Authors Sites B, Antonakakis JG

Published 5 January 2009 Volume 2009:2 Pages 1—14

DOI https://doi.org/10.2147/LRA.S3444

Review by Single-blind

Peer reviewer comments 6


Brian D Sites1, John G Antonakakis2

1Departments of Anesthesiology and Orthopedic Surgery, Dartmouth Medical School, Dartmouth-Hitchcock Medical Center, Lebanon, New Hampshire, USA; 2Department of Anesthesiology, University of Virginia Health System, Charlottesville, VA, USA

Abstract: Ultrasound guided regional anesthesia (UGRA) for peripheral nerve blockade is becoming increasingly popular.

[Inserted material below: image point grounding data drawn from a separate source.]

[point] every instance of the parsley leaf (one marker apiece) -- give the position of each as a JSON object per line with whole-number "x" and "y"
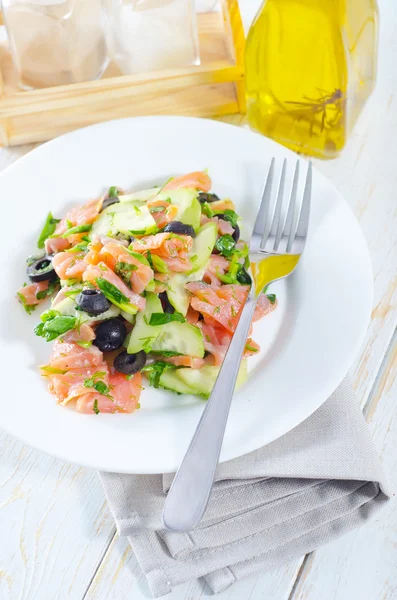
{"x": 225, "y": 245}
{"x": 163, "y": 318}
{"x": 77, "y": 229}
{"x": 29, "y": 308}
{"x": 113, "y": 192}
{"x": 48, "y": 230}
{"x": 54, "y": 324}
{"x": 155, "y": 370}
{"x": 111, "y": 292}
{"x": 52, "y": 286}
{"x": 231, "y": 216}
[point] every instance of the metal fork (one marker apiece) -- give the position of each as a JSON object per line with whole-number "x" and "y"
{"x": 275, "y": 248}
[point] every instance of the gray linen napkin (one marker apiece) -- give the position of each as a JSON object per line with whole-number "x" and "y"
{"x": 305, "y": 489}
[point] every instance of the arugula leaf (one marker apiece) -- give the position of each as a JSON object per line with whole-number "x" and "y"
{"x": 231, "y": 216}
{"x": 163, "y": 318}
{"x": 77, "y": 229}
{"x": 124, "y": 270}
{"x": 48, "y": 229}
{"x": 111, "y": 292}
{"x": 53, "y": 326}
{"x": 29, "y": 308}
{"x": 225, "y": 245}
{"x": 52, "y": 286}
{"x": 155, "y": 370}
{"x": 113, "y": 192}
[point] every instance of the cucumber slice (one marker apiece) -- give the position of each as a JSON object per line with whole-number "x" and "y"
{"x": 170, "y": 381}
{"x": 203, "y": 246}
{"x": 189, "y": 207}
{"x": 180, "y": 337}
{"x": 177, "y": 293}
{"x": 175, "y": 337}
{"x": 202, "y": 380}
{"x": 137, "y": 220}
{"x": 124, "y": 217}
{"x": 143, "y": 334}
{"x": 67, "y": 307}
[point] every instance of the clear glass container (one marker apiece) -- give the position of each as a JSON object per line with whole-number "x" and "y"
{"x": 150, "y": 35}
{"x": 55, "y": 42}
{"x": 310, "y": 68}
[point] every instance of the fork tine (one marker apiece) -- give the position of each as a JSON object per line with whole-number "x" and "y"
{"x": 288, "y": 229}
{"x": 277, "y": 225}
{"x": 263, "y": 212}
{"x": 303, "y": 223}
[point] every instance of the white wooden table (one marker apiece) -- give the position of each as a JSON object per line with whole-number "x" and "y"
{"x": 58, "y": 539}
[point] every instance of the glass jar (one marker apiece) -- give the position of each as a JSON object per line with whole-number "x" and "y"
{"x": 150, "y": 35}
{"x": 55, "y": 42}
{"x": 310, "y": 68}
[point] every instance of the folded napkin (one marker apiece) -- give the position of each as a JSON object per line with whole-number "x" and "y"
{"x": 305, "y": 489}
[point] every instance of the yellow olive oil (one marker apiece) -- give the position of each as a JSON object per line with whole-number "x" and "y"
{"x": 310, "y": 67}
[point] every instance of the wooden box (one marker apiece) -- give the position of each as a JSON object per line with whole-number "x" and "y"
{"x": 214, "y": 88}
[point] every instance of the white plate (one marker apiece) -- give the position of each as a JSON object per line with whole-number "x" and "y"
{"x": 308, "y": 343}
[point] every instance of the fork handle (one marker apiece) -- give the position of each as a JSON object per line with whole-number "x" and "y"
{"x": 190, "y": 491}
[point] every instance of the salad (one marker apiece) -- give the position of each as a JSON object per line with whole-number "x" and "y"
{"x": 146, "y": 288}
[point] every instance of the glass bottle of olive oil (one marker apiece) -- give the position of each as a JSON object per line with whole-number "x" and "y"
{"x": 310, "y": 67}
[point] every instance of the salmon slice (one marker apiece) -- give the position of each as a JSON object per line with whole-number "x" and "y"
{"x": 197, "y": 180}
{"x": 124, "y": 393}
{"x": 79, "y": 215}
{"x": 113, "y": 254}
{"x": 92, "y": 273}
{"x": 69, "y": 265}
{"x": 217, "y": 265}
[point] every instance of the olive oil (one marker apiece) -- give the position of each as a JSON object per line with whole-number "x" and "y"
{"x": 310, "y": 68}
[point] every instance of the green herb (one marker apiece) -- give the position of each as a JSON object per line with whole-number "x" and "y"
{"x": 52, "y": 286}
{"x": 54, "y": 324}
{"x": 113, "y": 192}
{"x": 82, "y": 247}
{"x": 231, "y": 216}
{"x": 111, "y": 292}
{"x": 73, "y": 293}
{"x": 77, "y": 229}
{"x": 29, "y": 308}
{"x": 52, "y": 371}
{"x": 124, "y": 270}
{"x": 225, "y": 245}
{"x": 147, "y": 342}
{"x": 99, "y": 386}
{"x": 48, "y": 230}
{"x": 163, "y": 318}
{"x": 155, "y": 370}
{"x": 158, "y": 264}
{"x": 84, "y": 344}
{"x": 207, "y": 210}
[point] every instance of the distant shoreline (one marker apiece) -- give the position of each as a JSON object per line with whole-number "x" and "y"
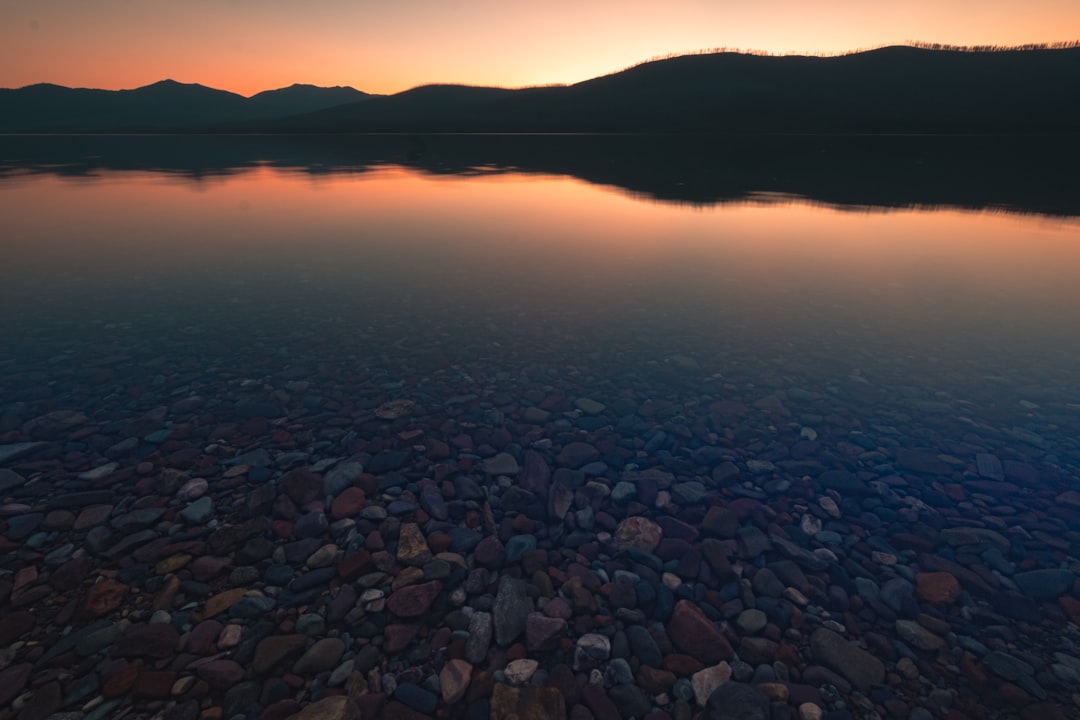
{"x": 890, "y": 91}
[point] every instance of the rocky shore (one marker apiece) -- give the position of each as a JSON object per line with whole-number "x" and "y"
{"x": 355, "y": 547}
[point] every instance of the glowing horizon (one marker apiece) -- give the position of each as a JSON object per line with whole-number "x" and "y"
{"x": 246, "y": 46}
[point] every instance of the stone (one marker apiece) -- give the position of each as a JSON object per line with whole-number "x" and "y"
{"x": 527, "y": 703}
{"x": 103, "y": 598}
{"x": 1044, "y": 584}
{"x": 706, "y": 681}
{"x": 861, "y": 668}
{"x": 576, "y": 454}
{"x": 335, "y": 707}
{"x": 454, "y": 680}
{"x": 412, "y": 545}
{"x": 542, "y": 633}
{"x": 520, "y": 671}
{"x": 414, "y": 600}
{"x": 511, "y": 610}
{"x": 221, "y": 674}
{"x": 502, "y": 463}
{"x": 277, "y": 649}
{"x": 323, "y": 655}
{"x": 693, "y": 634}
{"x": 936, "y": 587}
{"x": 156, "y": 640}
{"x": 638, "y": 532}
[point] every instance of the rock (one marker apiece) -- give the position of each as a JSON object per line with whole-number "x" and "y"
{"x": 706, "y": 681}
{"x": 414, "y": 600}
{"x": 412, "y": 545}
{"x": 734, "y": 701}
{"x": 199, "y": 512}
{"x": 277, "y": 649}
{"x": 156, "y": 640}
{"x": 454, "y": 680}
{"x": 1044, "y": 584}
{"x": 416, "y": 697}
{"x": 692, "y": 633}
{"x": 527, "y": 703}
{"x": 221, "y": 674}
{"x": 936, "y": 587}
{"x": 591, "y": 650}
{"x": 324, "y": 655}
{"x": 860, "y": 667}
{"x": 638, "y": 532}
{"x": 335, "y": 707}
{"x": 103, "y": 598}
{"x": 480, "y": 637}
{"x": 520, "y": 671}
{"x": 542, "y": 633}
{"x": 576, "y": 454}
{"x": 511, "y": 610}
{"x": 502, "y": 463}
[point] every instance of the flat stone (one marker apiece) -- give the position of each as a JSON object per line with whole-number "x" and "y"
{"x": 639, "y": 532}
{"x": 706, "y": 681}
{"x": 692, "y": 633}
{"x": 454, "y": 680}
{"x": 502, "y": 463}
{"x": 860, "y": 667}
{"x": 414, "y": 600}
{"x": 734, "y": 701}
{"x": 936, "y": 587}
{"x": 413, "y": 547}
{"x": 324, "y": 655}
{"x": 1044, "y": 584}
{"x": 511, "y": 610}
{"x": 527, "y": 703}
{"x": 277, "y": 649}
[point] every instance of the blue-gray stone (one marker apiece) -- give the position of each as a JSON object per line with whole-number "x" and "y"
{"x": 1044, "y": 584}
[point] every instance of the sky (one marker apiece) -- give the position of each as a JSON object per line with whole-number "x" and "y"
{"x": 390, "y": 45}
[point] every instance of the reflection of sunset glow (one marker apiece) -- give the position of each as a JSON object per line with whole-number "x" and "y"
{"x": 247, "y": 46}
{"x": 539, "y": 222}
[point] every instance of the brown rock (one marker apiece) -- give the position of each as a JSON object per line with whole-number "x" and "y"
{"x": 414, "y": 600}
{"x": 122, "y": 681}
{"x": 348, "y": 504}
{"x": 336, "y": 707}
{"x": 157, "y": 640}
{"x": 103, "y": 598}
{"x": 277, "y": 649}
{"x": 527, "y": 703}
{"x": 639, "y": 532}
{"x": 692, "y": 633}
{"x": 223, "y": 601}
{"x": 939, "y": 587}
{"x": 412, "y": 546}
{"x": 454, "y": 680}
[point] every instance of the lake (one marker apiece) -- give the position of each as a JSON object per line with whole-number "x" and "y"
{"x": 482, "y": 426}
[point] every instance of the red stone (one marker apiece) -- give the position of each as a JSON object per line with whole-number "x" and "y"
{"x": 348, "y": 504}
{"x": 103, "y": 598}
{"x": 692, "y": 633}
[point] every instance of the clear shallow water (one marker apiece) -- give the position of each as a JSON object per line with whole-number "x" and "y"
{"x": 931, "y": 352}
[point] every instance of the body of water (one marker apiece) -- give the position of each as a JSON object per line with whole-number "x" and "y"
{"x": 280, "y": 431}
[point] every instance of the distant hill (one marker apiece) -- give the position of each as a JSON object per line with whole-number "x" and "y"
{"x": 165, "y": 105}
{"x": 891, "y": 90}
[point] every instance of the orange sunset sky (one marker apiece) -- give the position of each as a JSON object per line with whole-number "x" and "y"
{"x": 390, "y": 45}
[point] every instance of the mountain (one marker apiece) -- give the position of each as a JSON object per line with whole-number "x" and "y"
{"x": 891, "y": 90}
{"x": 165, "y": 105}
{"x": 888, "y": 90}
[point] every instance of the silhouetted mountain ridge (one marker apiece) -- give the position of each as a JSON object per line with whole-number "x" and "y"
{"x": 890, "y": 90}
{"x": 166, "y": 105}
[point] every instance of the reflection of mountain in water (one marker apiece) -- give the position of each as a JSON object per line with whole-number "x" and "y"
{"x": 1021, "y": 174}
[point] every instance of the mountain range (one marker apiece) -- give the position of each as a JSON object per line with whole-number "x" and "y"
{"x": 890, "y": 90}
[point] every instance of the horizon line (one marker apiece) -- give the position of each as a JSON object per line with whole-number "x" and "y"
{"x": 916, "y": 44}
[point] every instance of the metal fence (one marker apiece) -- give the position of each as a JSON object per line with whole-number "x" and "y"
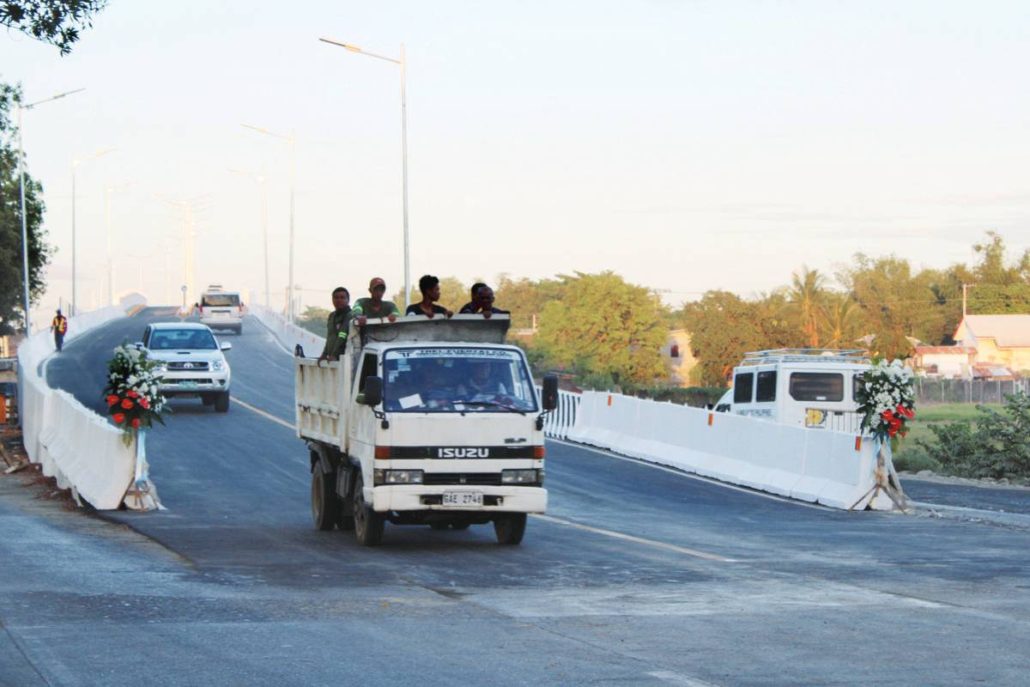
{"x": 560, "y": 420}
{"x": 967, "y": 390}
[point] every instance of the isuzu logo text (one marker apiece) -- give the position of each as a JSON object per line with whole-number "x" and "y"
{"x": 462, "y": 452}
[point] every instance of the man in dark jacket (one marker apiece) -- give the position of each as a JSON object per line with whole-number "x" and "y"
{"x": 337, "y": 324}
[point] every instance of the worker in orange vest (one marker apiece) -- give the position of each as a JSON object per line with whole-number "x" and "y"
{"x": 60, "y": 328}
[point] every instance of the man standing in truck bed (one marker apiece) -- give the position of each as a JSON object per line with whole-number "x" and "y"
{"x": 375, "y": 306}
{"x": 337, "y": 324}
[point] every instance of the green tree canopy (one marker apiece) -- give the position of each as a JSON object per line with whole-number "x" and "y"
{"x": 605, "y": 325}
{"x": 55, "y": 22}
{"x": 11, "y": 280}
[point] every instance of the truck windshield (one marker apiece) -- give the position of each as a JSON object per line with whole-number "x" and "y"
{"x": 219, "y": 300}
{"x": 453, "y": 379}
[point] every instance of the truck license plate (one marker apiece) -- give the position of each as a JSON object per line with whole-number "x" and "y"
{"x": 462, "y": 499}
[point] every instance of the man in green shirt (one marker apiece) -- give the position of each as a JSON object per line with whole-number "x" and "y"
{"x": 375, "y": 306}
{"x": 337, "y": 325}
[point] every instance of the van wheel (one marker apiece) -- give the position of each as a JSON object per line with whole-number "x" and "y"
{"x": 510, "y": 528}
{"x": 221, "y": 403}
{"x": 324, "y": 505}
{"x": 368, "y": 524}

The advantage of ultrasound technology is that it affords the anesthesiologist the real time ability to visualize neural structures, needle advancement, and local anesthetic spread. Recent data suggest that UGRA generates improved success rates and reductions in performance times in comparison to traditional approaches. Further, the use of ultrasound technology in peripheral nerve blocks has provided insight into needle–nerve interactions, revealing distinct limitations of nerve stimulator techniques. Given that UGRA requires a unique set of skills, formal standards and guidelines are currently being developed by leadership societies in order to foster education and training. This review article, in a case vignette format, highlights important techniques, concepts, and limitations regarding the use of ultrasound to facilitate regional anesthesia. Clinically relevant aspects of ultrasound physics are also discussed.